Tahap pertama mencakup pasokan listrik sebesar 100 MVA dari sistem Sumatra. Dari jumlah tersebut, 70 MVA merupakan sambungan tegangan tinggi di Balam dan Petapahan yang ditargetkan Commercial Operation Date (COD) pada Oktober 2027.
Sementara itu, 30 MVA lainnya merupakan sambungan tegangan menengah di Dumai dan Rumbai dengan target COD pada Oktober 2026.
Untuk memastikan pasokan listrik ke PHR berjalan optimal, MCTN – anak usaha PLN – akan menyediakan fasilitas converter yang mengubah frekuensi layanan dari standar 50 Hertz (Hz) menjadi 60 Hz.
Fasilitas Converter Perkuat Keandalan Sistem
Dengan mempertimbangkan fleksibilitas dan keandalan, PLN juga akan menyiapkan fasilitas pasokan listrik dari jaringan Sumatra yang dilengkapi converter berkapasitas total 175 MW (210 MVA).

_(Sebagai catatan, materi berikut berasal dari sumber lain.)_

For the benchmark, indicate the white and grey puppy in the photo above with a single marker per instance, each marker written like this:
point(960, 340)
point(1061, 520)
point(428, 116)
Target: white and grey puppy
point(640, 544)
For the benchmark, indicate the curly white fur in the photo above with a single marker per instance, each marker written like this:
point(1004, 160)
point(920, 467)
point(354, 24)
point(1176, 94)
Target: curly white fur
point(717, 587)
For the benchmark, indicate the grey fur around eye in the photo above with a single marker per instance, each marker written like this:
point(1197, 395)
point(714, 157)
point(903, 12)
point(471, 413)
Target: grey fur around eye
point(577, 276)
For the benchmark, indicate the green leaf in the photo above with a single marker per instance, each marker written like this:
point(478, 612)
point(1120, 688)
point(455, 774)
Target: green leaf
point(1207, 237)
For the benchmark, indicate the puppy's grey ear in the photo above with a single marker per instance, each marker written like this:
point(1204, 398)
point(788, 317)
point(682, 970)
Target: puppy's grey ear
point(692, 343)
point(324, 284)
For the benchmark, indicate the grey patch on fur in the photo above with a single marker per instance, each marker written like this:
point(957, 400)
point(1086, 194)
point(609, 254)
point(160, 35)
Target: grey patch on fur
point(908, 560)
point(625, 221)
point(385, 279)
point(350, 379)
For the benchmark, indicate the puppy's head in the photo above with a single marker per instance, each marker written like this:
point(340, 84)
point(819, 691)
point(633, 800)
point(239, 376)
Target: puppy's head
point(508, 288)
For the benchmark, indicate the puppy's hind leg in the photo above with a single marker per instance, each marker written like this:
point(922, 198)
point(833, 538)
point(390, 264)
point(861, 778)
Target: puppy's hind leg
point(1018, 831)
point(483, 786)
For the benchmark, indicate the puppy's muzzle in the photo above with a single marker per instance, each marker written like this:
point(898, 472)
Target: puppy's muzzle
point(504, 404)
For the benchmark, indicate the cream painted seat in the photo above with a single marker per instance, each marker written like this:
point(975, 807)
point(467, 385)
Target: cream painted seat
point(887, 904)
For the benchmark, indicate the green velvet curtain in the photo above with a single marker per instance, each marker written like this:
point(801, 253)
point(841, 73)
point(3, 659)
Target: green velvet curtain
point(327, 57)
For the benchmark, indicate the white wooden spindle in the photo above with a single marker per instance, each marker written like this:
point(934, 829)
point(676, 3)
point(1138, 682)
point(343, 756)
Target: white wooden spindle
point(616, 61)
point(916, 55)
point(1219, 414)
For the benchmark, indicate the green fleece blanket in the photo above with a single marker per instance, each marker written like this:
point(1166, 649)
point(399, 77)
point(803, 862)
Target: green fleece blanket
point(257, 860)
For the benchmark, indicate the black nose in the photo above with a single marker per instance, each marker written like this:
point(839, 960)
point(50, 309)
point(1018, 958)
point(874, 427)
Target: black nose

Fasilitas ini terdiri atas:
150 MW (180 MVA) sambungan tegangan tinggi
25 MW (30 MVA) sambungan tegangan menengah
“PLN berkomitmen untuk bersinergi dan menyediakan suplai listrik andal guna menjawab kebutuhan PHR saat ini maupun di masa depan. Keandalan listrik di WK Rokan akan menjaga kesinambungan produksi energi nasional yang hasilnya kembali untuk masyarakat, mulai dari penerimaan negara hingga dukungan bagi pembangunan,” ujar Adi.
WK Rokan: Tulang Punggung Produksi Energi Nasional
WK Rokan dikenal sebagai salah satu ladang minyak terbesar di Indonesia yang menjadi tulang punggung produksi minyak nasional.
Untuk menjaga keberlanjutan produksi sekaligus mendukung visi Presiden Prabowo Subianto dalam memperkuat ketahanan energi, WK Rokan membutuhkan pasokan listrik yang stabil dan andal.
Wakil Direktur Utama PT Pertamina (Persero), Oki Muraza, menyambut baik kerja sama ini. Menurutnya, keberadaan listrik yang andal akan memperkuat langkah PHR dalam mengelola mature field di WK Rokan.
“Dengan adanya Perjanjian Jual Beli Tenaga Listrik ini, kita akan menambah keandalan listrik di Rokan dan menjaga produksi nasional,” jelas Oki.